An EPC is a legal requirement for any residential property that is let out in the UK. It is issued by an official assessor, who looks at the property’s energy performance and its carbon dioxide emissions. Essentially, it can be a good indicator of how expensive the property’s energy bills might be, and how environmentally friendly it is. They will take into account things like windows (double or single-glazed), boilers and heating systems, and insulation, among other factors.

An EPC lasts for 10 years before renewal is needed, unless you no longer let the property out. Along with receiving a rating of between ‘A’ and ‘G’, you will also receive a recommendation report with suggestions on how you can improve your property’s score.  This might involve installing LED lighting, replacing a boiler or radiators, or improving the thermal efficiency of your windows, for example.

Improving energy standards on the cards

Many of you will have seen in the news that there are currently proposals for the minimum EPC rating on rental properties to be increased. At the moment, this would mean that all new tenancies from 2025 and all existing tenancies from 2028 would need to achieve a minimum rating of ‘C’ in order to be let out.

However, as the mood around green energy policies under Rishi Sunak’s government continues to change, with Sunak recently stating that achieving the UK’s net-zero targets should not “unnecessarily give people more hassle and more costs in their lives”, this opens up the possibility that this target could change, or even be scrapped. At the moment, the Bill is at the second reading stage, so it still has a way to go before becoming law.

That is not to say that property investors shouldn’t be aware of the proposal, though, and in fact large numbers of investors and landlords are already taking action to ensure they stay ahead of the rule change. For some, this means selling older, less energy efficient properties and investing in newer ones. For others, retrofitting in order to boost their existing properties’ EPC rating is the preferred option.

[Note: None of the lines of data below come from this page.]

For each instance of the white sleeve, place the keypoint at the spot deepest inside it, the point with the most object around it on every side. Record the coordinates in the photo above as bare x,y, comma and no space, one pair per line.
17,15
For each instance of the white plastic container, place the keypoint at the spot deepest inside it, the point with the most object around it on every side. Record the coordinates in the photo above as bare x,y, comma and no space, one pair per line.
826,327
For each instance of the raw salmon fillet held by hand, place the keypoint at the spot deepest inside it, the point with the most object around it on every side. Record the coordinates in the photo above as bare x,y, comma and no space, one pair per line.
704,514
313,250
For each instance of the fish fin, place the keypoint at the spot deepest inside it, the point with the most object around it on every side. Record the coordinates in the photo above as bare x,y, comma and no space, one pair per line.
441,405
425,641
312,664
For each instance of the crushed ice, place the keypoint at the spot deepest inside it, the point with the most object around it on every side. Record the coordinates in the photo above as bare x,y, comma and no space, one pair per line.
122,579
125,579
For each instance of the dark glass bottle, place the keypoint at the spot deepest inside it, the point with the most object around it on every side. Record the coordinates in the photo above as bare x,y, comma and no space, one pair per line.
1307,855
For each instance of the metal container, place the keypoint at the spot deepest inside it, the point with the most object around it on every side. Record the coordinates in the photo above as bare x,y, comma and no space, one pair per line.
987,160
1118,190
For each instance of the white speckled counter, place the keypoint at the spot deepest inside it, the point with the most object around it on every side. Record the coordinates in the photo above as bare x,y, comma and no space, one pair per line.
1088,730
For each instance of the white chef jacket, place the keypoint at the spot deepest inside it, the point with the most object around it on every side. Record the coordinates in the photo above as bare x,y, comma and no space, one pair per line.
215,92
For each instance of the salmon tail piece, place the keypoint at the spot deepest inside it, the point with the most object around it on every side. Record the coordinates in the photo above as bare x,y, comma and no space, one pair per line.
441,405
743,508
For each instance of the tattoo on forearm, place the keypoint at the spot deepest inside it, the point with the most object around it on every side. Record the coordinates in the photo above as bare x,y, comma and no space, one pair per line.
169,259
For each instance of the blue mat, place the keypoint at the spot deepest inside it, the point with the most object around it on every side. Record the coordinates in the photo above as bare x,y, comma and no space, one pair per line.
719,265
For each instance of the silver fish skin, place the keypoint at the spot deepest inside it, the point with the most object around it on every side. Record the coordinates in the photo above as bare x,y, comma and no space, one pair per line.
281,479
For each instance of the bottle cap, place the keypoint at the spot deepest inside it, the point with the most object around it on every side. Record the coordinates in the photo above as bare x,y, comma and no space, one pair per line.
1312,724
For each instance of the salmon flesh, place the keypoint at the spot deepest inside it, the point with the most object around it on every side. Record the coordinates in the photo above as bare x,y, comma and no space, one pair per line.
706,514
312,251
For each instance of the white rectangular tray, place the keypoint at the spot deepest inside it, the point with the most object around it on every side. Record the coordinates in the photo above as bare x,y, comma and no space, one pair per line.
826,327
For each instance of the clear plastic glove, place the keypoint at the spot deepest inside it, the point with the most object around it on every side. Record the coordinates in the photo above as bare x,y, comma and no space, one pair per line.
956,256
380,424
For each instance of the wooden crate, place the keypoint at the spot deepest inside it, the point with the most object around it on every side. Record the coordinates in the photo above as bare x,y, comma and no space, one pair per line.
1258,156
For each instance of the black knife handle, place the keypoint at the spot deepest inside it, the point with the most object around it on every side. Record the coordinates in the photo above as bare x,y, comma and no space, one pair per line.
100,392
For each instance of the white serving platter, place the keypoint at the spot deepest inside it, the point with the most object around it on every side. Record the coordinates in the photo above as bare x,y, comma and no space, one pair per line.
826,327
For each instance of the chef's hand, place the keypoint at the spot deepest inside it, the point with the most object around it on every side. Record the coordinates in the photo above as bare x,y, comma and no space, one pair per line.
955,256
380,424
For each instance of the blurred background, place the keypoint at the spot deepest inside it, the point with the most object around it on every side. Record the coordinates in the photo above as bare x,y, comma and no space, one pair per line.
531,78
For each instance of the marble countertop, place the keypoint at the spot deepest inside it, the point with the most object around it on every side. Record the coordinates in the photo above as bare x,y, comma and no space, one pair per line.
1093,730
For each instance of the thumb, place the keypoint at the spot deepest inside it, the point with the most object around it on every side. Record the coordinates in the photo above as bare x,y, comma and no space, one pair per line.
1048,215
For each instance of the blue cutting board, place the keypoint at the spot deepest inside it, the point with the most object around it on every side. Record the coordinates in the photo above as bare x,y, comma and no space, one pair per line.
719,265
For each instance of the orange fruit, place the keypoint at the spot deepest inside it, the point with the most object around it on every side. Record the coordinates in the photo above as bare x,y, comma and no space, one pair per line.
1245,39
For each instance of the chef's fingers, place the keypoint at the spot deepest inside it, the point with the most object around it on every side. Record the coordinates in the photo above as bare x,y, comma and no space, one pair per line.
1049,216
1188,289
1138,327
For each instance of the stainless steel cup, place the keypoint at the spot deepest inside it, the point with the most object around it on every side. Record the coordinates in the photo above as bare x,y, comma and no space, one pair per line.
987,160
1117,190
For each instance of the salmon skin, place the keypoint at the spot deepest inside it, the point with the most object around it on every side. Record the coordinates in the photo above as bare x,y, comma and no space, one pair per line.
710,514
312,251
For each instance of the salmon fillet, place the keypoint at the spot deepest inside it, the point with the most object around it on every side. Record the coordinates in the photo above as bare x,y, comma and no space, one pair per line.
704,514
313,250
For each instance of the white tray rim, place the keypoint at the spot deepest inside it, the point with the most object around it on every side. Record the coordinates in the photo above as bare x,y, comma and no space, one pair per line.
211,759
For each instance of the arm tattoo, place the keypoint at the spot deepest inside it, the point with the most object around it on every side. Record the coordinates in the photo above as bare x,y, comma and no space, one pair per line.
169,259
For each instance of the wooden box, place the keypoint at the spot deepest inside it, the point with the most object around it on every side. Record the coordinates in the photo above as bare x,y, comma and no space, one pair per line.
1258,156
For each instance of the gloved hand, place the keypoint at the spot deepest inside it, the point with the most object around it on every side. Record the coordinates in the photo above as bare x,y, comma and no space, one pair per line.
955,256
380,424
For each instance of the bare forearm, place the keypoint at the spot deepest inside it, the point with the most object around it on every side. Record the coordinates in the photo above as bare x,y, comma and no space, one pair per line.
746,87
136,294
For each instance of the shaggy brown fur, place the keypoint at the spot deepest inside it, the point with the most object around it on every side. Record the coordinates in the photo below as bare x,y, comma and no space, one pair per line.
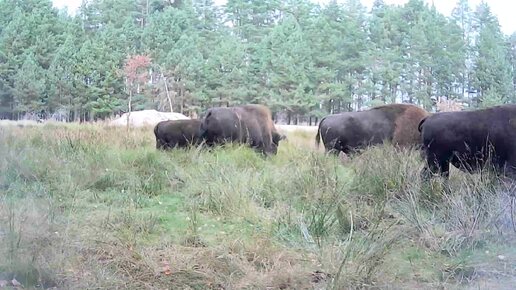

What about the cost? Help and exemptions are available

This is the real issue for many landlords in the market at the moment, with the majority of properties across England and Wales sitting on an EPC rating of ‘D’, and many others only achieving an ‘E’ rating.

The cost of replacing the windows and heating systems and improving insulation can be high. However, it is likely that tenants will increasingly be attracted to the most energy efficient properties on the market in order to keep their bills down, so improvements could pay off in the long run.

It is important to note that landlords are not expected to spend an infinite amount of money to get their properties up to scratch. There is a cost cap in place of £3,500 including VAT on energy efficiency improvements. If your property still does not achieve the minimum EPC rating required after spending up to this amount, you can apply for an ‘all improvements made’ exemption, and you can then continue to let out your property legally.

There is also government-backed help available, such as the Boiler Upgrade Scheme for those who are eligible. Zero VAT is also applied to the installation of certain energy-saving materials and supplies, and Empty Property Grants for those looking to upgrade an empty home.

Be prepared

Whether or not the current proposals to increase the minimum EPC rating to ‘C’ on rental homes comes into force, or are delayed until a later date, change is already underway in the property industry. Building standards are more focused than ever on energy efficiency, and property investors are increasingly seeing the value in investing in higher rated properties to help future-proof their assets.

Aside from any unique exceptions, Prime Property Agents will not be offering any investment properties with low EPC ratings, ensuring that investors are purchasing assets that are going to be in high demand from tenants and future buyers alike.